I don't know if there's something magical about 10,000 hours, but what I do know is that success in any field requires lots of practice. Successful people are built not born. While innate ability (e.g., high IQ or athletic prowess) matters,
What really matters is the ability to get better and better gradually over time. As K. Anders Ericsson of Florida State University has demonstrated, it's deliberate practice. Top performers spend more hours (many more hours) rigorously honing their craft. As Ericsson has noted, top performers devote five times more hours to become great than the average performers devote to become competent...

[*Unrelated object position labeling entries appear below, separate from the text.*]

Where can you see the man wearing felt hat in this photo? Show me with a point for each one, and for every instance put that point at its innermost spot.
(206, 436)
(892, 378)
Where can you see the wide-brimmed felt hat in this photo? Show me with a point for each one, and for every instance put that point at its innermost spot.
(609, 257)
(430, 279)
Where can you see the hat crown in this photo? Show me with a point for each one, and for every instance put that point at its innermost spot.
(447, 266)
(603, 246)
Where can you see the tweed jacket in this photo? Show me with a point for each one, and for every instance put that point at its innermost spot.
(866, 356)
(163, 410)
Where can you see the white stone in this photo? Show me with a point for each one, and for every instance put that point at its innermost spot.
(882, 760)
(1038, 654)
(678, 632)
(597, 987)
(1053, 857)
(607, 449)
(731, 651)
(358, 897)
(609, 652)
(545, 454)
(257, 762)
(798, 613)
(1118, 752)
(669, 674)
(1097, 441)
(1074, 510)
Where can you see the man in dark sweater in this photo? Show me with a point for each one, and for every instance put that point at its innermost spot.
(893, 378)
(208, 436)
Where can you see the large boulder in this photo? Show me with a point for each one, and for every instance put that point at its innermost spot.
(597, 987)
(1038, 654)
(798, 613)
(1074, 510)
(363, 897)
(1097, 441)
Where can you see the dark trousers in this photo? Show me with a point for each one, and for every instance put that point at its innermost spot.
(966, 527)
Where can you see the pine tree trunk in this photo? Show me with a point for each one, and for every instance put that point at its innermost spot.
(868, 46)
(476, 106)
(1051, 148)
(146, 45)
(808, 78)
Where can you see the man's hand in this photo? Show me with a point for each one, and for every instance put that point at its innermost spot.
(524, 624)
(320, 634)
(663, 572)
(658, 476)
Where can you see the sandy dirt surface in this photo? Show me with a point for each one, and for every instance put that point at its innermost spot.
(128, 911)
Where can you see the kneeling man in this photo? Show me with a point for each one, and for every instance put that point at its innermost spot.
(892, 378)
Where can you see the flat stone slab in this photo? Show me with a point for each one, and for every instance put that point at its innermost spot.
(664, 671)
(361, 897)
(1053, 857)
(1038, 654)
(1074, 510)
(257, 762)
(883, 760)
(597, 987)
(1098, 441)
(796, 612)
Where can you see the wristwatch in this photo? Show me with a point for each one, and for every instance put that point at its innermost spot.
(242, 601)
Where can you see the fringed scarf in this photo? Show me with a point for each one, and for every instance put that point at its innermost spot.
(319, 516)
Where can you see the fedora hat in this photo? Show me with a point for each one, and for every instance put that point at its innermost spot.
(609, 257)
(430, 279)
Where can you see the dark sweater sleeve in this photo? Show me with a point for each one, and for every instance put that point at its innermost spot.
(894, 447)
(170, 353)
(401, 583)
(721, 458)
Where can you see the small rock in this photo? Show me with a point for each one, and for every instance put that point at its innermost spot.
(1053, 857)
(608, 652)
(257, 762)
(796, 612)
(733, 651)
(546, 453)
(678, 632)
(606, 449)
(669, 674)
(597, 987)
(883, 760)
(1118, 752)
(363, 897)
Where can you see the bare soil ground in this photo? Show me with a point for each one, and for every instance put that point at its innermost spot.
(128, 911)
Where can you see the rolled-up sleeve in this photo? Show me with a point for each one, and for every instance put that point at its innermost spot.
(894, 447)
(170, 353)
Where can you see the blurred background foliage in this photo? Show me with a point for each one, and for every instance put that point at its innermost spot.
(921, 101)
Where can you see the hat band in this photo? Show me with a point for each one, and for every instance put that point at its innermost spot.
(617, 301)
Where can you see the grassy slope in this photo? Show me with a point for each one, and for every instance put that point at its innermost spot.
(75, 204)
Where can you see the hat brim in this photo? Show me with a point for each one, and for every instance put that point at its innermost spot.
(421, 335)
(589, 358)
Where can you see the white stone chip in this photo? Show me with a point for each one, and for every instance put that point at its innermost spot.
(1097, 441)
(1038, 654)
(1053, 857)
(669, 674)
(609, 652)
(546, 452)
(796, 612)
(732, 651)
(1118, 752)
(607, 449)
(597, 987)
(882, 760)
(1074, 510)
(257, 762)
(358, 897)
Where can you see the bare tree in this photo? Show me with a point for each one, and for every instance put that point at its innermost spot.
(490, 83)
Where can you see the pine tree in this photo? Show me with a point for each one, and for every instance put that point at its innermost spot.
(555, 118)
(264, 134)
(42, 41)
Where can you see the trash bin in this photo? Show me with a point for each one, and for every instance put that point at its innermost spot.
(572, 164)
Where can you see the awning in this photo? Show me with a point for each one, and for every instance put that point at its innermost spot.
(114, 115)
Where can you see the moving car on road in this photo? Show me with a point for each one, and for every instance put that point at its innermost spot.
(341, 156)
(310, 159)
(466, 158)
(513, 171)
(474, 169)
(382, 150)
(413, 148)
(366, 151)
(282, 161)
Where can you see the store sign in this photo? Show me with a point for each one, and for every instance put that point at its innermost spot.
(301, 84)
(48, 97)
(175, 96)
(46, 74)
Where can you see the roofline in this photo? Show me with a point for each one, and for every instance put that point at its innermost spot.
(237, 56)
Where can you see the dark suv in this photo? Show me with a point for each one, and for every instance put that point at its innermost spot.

John Hays of Carnegie Mellon studied five hundred masterworks of classical music. Only three of them were published within the first ten years of the composer's career. For all the rest, it took a decade of solid, steady work before they could create something magnificent. The same general rule applies to Einstein, Picasso, T.S. Eliot, Freud, and Martha Graham...
In 2009 Steven Kaplan, Mark Klebanov, and Morten Sorenson completed a study called 'Which CEO Characteristics and Abilities Matter?'... There is no one personality style that leads to corporate or any other kind of success. But they found that the traits that correlated most powerfully with success were attention to detail, persistence, efficiency, analytical thoroughness, and the ability to work long hours.
When it comes to athletics, I think certain caveats need to be noted, however. As I have noted in previous posts, there is overwhelming evidence that playing a single sport year round can be harmful (see e.g., "Overuse, Not Curveballs, Hurts Young Arms" "Kids and Sports: How Young is Too Young? How Much is Too Much?" "Aristotle, Virtue, and the Youth Sports-Injury Epidemic"); thus, athletes, in particular young athletes, need to get their 10,000 hours in various ways (e.g., playing multiple sports) so that muscles that get a lot of work playing one sport get some time off while playing another. Otherwise, they run the risk of overuse and having their playing careers end far sooner than they would like.